# Unscented tea light candles yes or no?



## Laceychica (Aug 19, 2015)

It has started raining and is very windy, also a lot of thunder. I have some unscented tea lights (white) are these ok to light in case of a power outage? I do not want the budgies to have a night fright or be scared as they have a night light by the cage. 

My other option is I purchased some soy candles .. actually from a bird shop but I have not used them in my room as they are scented and I didn't want to chance anything.


----------



## FaeryBee (May 9, 2011)

*Lacey,

You'd be better off keeping a battery powered light on hand for use during power outages rather than relying on candles.

Candles should never be left unattended and you should never consider burning them when you are sleeping. 
The unscented tea lights may have the metal wicks covered by fabric which are not good to use around birds.
I would not advise using soy candles that are scented either. A battery powered luminaria candle would be acceptable.

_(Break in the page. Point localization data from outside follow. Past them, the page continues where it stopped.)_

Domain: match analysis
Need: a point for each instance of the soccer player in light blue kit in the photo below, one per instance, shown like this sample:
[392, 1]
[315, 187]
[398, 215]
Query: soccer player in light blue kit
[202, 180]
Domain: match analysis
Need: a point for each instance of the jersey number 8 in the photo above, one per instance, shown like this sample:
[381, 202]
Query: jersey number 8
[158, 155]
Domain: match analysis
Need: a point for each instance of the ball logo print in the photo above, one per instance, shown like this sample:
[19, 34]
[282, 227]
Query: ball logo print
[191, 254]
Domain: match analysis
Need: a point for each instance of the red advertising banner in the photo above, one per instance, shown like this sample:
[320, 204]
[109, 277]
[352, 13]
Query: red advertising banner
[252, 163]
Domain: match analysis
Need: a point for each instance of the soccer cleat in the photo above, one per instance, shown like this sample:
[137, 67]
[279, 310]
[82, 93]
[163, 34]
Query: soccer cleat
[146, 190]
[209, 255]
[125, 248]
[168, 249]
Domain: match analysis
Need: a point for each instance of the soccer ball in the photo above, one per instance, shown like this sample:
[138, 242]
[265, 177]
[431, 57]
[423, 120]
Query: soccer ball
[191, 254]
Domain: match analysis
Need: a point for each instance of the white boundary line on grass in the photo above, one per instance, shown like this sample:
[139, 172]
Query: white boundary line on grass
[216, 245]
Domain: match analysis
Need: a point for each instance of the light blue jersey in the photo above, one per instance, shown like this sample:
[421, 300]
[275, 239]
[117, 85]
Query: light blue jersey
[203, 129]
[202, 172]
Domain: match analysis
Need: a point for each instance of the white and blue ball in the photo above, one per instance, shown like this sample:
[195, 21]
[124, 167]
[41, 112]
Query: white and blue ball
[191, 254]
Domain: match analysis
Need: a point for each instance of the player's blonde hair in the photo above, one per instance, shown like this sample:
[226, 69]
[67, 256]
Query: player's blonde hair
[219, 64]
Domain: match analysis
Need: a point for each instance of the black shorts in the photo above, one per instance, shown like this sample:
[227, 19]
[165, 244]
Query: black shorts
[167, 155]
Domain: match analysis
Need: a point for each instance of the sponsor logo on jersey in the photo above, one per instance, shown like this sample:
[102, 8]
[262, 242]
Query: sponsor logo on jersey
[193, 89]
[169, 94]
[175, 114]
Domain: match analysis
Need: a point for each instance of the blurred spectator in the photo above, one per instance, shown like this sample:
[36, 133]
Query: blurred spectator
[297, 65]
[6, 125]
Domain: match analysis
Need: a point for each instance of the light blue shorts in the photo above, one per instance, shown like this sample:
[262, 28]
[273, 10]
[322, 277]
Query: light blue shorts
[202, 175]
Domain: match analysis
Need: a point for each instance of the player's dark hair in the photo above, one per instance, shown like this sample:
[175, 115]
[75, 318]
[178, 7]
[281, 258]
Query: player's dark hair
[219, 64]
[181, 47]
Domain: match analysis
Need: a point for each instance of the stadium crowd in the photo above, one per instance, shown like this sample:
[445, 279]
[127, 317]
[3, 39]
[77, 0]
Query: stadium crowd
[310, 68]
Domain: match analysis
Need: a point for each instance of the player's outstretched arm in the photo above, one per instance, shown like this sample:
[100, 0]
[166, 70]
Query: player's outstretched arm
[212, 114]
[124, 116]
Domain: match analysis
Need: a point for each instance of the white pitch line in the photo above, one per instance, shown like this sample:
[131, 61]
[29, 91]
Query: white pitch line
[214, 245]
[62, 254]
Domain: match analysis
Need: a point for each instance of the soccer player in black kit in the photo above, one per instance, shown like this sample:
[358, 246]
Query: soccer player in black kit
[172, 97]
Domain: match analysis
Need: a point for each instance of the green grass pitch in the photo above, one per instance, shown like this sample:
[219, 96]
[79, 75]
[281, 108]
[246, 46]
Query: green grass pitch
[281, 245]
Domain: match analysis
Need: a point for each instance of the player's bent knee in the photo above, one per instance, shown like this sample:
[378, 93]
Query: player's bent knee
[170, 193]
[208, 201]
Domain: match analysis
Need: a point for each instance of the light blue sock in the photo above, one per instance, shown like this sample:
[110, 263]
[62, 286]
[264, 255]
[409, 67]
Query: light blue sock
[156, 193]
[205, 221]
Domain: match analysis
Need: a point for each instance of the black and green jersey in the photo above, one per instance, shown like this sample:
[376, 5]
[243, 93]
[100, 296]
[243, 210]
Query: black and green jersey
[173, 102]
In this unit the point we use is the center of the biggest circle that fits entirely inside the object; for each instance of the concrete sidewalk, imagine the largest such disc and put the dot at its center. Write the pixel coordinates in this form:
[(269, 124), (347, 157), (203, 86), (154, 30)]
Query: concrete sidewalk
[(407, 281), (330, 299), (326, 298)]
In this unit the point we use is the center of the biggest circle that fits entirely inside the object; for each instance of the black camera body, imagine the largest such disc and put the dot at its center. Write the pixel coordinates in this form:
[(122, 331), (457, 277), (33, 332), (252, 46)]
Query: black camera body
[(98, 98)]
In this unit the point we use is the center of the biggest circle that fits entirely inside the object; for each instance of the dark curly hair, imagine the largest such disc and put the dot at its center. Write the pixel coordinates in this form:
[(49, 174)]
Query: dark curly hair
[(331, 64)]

Do you have a small flashlight you could leave on in place of a night-light until you get a chance to purchase an appropriate battery powered light or lantern for use during power outages in the future?*


----------



## Laceychica (Aug 19, 2015)

I sure do! I can just use a flashlight and point it at the bottom of their cage. Thanks!


----------



## jean20057 (May 31, 2013)

*Lacey, they also have these everywhere:

Bed Bath and Beyond:
http://www.bedbathandbeyond.com/store/product/extra-bright-9-led-tap-light/1018131684

Walmart:
Fulcrum Light-It Stick-On Light, 3-Pack - Walmart.com

GE 55219 Mini Touch Light - Walmart.com

Home Depot:
Sylvania Dot-It LED Battery-Operated Stick-On Tap Light - Silver-36010 - The Home Depot

GE White Battery Operated Closet Tap Light-54807 - The Home Depot

There's more options online, but in a pinch, these would work well. Even for future storms. Hope this helps!!!*


----------



## Laceychica (Aug 19, 2015)

jean20057 said:


> *Lacey, they also have these everywhere:
> 
> Bed Bath and Beyond:
> Extra Bright 9-LED Tap Light - BedBathandBeyond.com
> ...


oh my! I have tap lights! I never even thought about those!


----------



## jean20057 (May 31, 2013)

*Glad I could help spark your memory!!!*


----------



## shanebudgie (Feb 5, 2016)

oh those are wonderful ideas and much safer around birds.thanks for all the advice as well.I too was using battery operated candles and flashlights.I have a big flashlight I use when storms knock out the power,by pointing up towards the celing .it gives off lamp effect in the room.really brightens it up.

Blessings everyone


----------